Sam, who are some actors you grew up admiring and who are some younger ones you admire today?

THE PERFORMANCE, for my generation of actors in New York, in the early 90s, was John Malkovich’s portrayal of Lee in the American Playhouse production of Sam Shepard’s “True West” in 1984. He’s so outrageous and beautifully over the top. We all wanted to be him. Try to find this piece. Gary Sinise is in it with him. It’s so entertaining. Who else . . Tim Roth and Gary Oldman in some of their early movies in England. Gary in “Sid and Nancy” is insane and also his stuff in “State of Grace”—another big performance. Of course, Sean Penn. Basically anything he’s ever done.

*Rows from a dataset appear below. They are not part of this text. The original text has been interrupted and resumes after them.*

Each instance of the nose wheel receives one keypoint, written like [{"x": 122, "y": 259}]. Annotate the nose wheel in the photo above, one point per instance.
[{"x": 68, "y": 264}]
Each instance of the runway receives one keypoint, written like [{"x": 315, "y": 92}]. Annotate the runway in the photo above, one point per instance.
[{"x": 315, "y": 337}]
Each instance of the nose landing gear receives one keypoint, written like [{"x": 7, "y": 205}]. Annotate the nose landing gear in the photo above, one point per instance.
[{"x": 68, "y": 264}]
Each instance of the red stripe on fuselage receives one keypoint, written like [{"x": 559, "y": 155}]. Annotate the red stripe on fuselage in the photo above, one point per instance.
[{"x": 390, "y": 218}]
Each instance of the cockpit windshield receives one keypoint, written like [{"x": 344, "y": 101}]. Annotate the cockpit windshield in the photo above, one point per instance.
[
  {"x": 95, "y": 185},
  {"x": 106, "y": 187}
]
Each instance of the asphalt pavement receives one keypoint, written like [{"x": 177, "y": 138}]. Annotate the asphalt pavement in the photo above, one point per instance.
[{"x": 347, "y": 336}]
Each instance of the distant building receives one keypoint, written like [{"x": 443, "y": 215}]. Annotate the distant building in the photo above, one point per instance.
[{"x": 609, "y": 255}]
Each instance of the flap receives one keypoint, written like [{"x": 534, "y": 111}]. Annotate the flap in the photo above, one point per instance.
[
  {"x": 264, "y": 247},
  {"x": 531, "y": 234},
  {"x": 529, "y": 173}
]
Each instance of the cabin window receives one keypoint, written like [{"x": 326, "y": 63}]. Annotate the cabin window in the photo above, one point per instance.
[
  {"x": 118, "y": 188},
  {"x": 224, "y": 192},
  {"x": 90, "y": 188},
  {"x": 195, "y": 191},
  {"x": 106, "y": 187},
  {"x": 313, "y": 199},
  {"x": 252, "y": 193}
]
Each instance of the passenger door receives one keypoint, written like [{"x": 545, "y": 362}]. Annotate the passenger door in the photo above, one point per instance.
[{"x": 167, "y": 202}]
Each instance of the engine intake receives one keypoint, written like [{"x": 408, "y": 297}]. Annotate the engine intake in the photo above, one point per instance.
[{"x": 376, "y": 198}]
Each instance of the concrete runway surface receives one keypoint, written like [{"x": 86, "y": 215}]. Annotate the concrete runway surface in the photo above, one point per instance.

Channing Tatum claims he is from near New Orleans, so he is perfect for the role of Gambit (a very popular X-Men character from New Orleans). As a native of New Orleans, would you be interested in competing with him for the role?

No doubt Channing Tatum is a badass, but of course, YES, I’m a way better choice! I was born right there and all of my family is from Louisiana. I know how to eat and drink there and understand the rhythm of a day and the lilt of the speech. Some things you just have to live in to really know. But hey, respect, I wish him the best. I know he’ll kill if he gets it.